Three-Stage Training Strategy¶
- Audio pre-training (0.8M audio-text pairs): The audio branch is initialized with weights from OpenSora's video branch.
- ST-Prior training (0.6M synchronized audio-video triplets): The HiST-Sypo estimator is trained.
- JAVG training (0.6M samples): The self-attention and ST-Prior modules are frozen; only ST-CrossAttn and Bi-CrossAttn are trained.
Loss & Training¶
- Diffusion denoising loss (Flow Matching or DDPM).
- ST-Prior estimator: contrastive learning loss (synchronized positive samples vs. asynchronous negative samples).
- Dynamic temporal masking supports multiple conditional generation tasks.
Key Experimental Results¶
Main Results on JavisBench¶
| Method | FVD ↓ | FAD ↓ | TV-IB ↑ | AV-IB ↑ | JavisScore ↑ |
|---|---|---|---|---|---|
| TempoToken (T2A→A2V) | 539.8 | - | 0.084 | - | - |
| MM-Diffusion (JAVG) | - | - | - | - | - |
| JavisDiT | Best | Best | Best | Best | Best |
JavisBench Dataset Characteristics¶
| Dimension | # Categories | Description |
|---|---|---|
| Event scene | Multiple | Nature, industrial, indoor, etc. |
| Spatial composition | 2 | Single / multiple sounding subjects |
| Temporal composition | 3 | Single event / sequential / concurrent |
| Total samples | 10,140 | 75% multi-event; 57% concurrent events |
Ablation Study¶
JavisDiT also significantly outperforms MM-Diffusion and cascaded methods on traditional benchmarks (AIST++ and Landscape) across FVD, KVD, and FAD metrics.
Highlights & Insights¶
- Fine-grained spatio-temporal alignment: The model aligns not only when a sound occurs but also where in the frame it occurs—a spatial dimension overlooked by prior work.
- Stochastic prior sampling: The same text prompt can correspond to different spatio-temporal prior distributions, explicitly modeling uncertainty in the location and timing of events.
- Challenging nature of JavisBench: With 75% of samples containing multiple events and 57% containing concurrent events, the benchmark far exceeds the complexity of existing datasets.

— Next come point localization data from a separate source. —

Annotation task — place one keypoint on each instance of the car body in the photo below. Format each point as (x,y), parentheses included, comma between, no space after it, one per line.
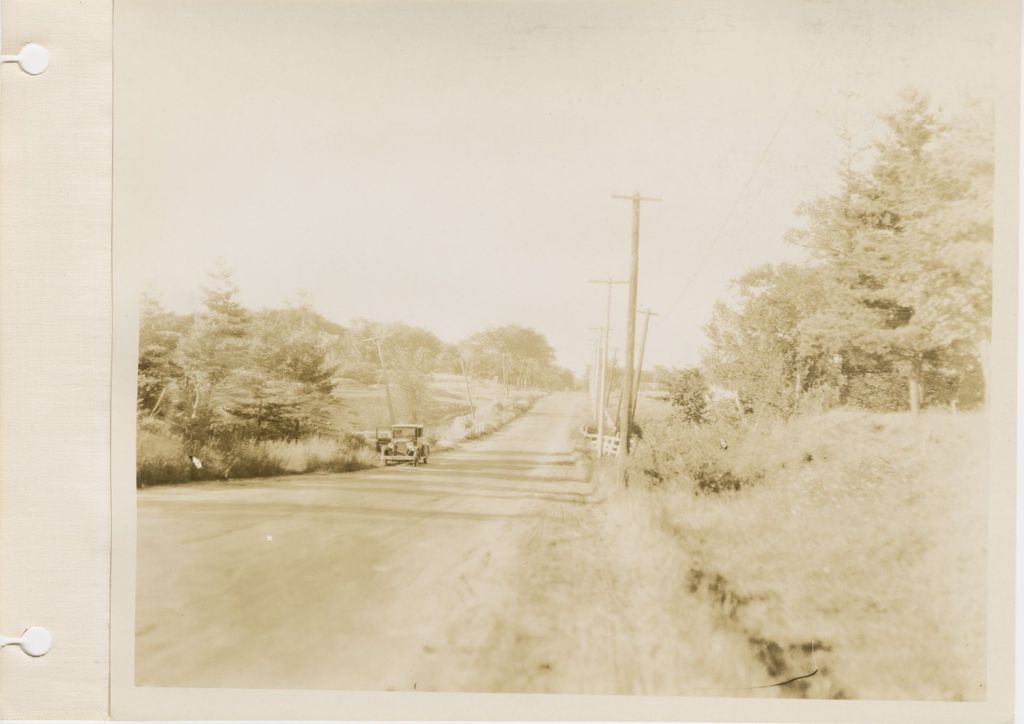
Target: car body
(402,443)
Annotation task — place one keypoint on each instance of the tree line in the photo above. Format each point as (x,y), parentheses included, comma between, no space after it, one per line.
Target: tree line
(892,309)
(227,374)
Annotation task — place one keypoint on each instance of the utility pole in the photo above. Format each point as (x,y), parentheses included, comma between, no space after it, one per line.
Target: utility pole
(647,313)
(604,365)
(505,373)
(469,395)
(631,320)
(379,340)
(595,373)
(609,383)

- Robustness of JavisScore: The metric computes ImageBind synchronization scores over sliding windows and selects the least-synchronized 40% of frames, making it more reliable than AV-Align.

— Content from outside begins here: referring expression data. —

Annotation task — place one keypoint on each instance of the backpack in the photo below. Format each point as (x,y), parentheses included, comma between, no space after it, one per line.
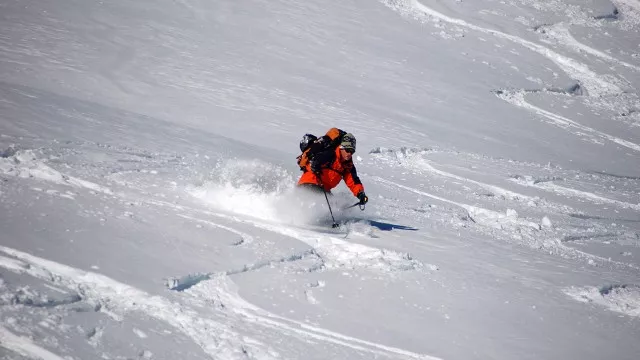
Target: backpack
(310,145)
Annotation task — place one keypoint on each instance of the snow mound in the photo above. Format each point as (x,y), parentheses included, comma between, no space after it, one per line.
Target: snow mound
(622,298)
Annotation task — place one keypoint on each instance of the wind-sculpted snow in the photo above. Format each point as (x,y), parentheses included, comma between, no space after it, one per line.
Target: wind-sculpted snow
(622,298)
(118,299)
(25,164)
(215,333)
(24,346)
(509,212)
(336,253)
(597,85)
(148,206)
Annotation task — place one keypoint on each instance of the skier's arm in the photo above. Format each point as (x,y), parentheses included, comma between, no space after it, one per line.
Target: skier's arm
(353,181)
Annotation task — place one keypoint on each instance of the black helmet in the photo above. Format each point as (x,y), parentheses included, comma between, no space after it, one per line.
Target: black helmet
(306,141)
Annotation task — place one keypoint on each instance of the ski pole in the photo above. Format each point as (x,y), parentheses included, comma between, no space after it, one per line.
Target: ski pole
(354,205)
(335,224)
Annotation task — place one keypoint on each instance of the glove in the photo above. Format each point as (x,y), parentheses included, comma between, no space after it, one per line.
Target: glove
(316,167)
(362,197)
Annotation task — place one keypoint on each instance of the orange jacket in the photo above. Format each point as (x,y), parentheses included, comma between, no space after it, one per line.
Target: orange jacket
(333,170)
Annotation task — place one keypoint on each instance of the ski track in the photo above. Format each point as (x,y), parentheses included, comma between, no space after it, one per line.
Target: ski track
(517,98)
(228,295)
(480,216)
(24,346)
(561,34)
(216,338)
(508,194)
(596,85)
(116,299)
(25,164)
(515,228)
(597,199)
(336,253)
(244,237)
(624,299)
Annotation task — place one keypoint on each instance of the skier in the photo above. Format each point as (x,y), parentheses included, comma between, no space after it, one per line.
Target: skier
(326,161)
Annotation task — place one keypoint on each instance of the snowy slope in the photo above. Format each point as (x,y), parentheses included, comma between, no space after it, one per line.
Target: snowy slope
(147,171)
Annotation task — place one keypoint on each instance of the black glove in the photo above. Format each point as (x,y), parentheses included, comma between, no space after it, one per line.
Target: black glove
(362,197)
(316,167)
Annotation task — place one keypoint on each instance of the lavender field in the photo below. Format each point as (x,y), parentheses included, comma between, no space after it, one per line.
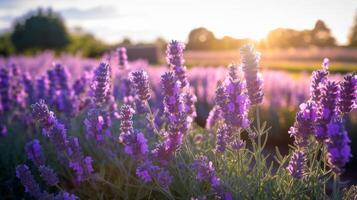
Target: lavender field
(77,128)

- Modular design: Single-modality self-attention blocks are frozen, and only cross-modal modules are trained, yielding parameter efficiency.

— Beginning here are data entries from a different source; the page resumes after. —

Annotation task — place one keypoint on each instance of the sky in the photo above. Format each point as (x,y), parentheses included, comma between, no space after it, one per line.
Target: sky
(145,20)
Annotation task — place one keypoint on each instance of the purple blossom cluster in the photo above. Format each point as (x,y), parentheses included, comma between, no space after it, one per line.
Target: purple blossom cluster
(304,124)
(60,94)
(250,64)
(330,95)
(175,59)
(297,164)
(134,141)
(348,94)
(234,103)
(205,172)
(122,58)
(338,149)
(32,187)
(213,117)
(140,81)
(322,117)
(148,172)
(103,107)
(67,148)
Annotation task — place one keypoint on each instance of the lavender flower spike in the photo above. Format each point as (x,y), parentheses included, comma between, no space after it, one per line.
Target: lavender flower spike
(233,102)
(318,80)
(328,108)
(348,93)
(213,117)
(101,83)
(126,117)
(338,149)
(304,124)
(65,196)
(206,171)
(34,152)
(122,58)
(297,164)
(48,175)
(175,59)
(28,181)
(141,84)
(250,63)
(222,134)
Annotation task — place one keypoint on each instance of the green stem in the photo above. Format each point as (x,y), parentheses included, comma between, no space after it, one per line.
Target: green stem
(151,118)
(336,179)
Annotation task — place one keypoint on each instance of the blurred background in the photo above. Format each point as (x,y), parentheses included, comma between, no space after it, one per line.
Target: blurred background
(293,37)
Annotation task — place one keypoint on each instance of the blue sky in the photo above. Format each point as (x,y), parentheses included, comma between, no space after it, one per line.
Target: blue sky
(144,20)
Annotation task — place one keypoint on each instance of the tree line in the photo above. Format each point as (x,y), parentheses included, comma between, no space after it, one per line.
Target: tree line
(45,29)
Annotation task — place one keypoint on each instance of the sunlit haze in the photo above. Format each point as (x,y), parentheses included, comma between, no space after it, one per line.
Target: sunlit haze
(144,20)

Limitations & Future Work¶
- Video generation resolution is relatively low (240P/24fps), lagging behind state-of-the-art video generation models.
- The model relies on OpenSora pre-trained weights; feasibility of training from scratch has not been verified.
- ImageBind's joint audio-visual embedding space may lack sufficient granularity in extreme scenarios.
- The choice of \(N_s = 32, N_t = 32\) for the HiST-Sypo estimator has not been thoroughly ablated.
- Controllability of generated audio (e.g., specific instrument timbre) is not discussed.
- Although JavisBench contains 10K samples, extension to more diverse linguistic and cultural contexts is needed.
Related Work & Insights¶
- MM-Diffusion (Ruan et al.): The first end-to-end JAVG model, using simple parameter sharing for alignment.
- SyncFlow (Liu et al.): Employs STDiT3 blocks but lacks bidirectional information exchange.
- Seeing-Hearing (Xing et al.): Relies on simple embedding alignment without fine-grained spatial information.
- OpenSora (Zheng et al.): The source of pre-trained video branch weights; provides the dynamic temporal masking technique.
- Insight: Audio-video synchronization is fundamentally a conditional consistency problem; the paradigm of hierarchical prior estimation combined with contrastive learning is generalizable to other multi-modal alignment scenarios.
Rating¶
- Novelty: ⭐⭐⭐⭐ — The fine-grained spatio-temporal prior estimation in HiST-Sypo is genuinely innovative.
- Experimental Thoroughness: ⭐⭐⭐⭐ — New benchmark + new metric + multi-method comparison, though some baselines are not open-sourced.
- Writing Quality: ⭐⭐⭐⭐ — Well-structured with clear figures, though some details are deferred to the appendix.
- Value: ⭐⭐⭐⭐ — JAVG is an important yet immature direction; this paper advances standardization in the field.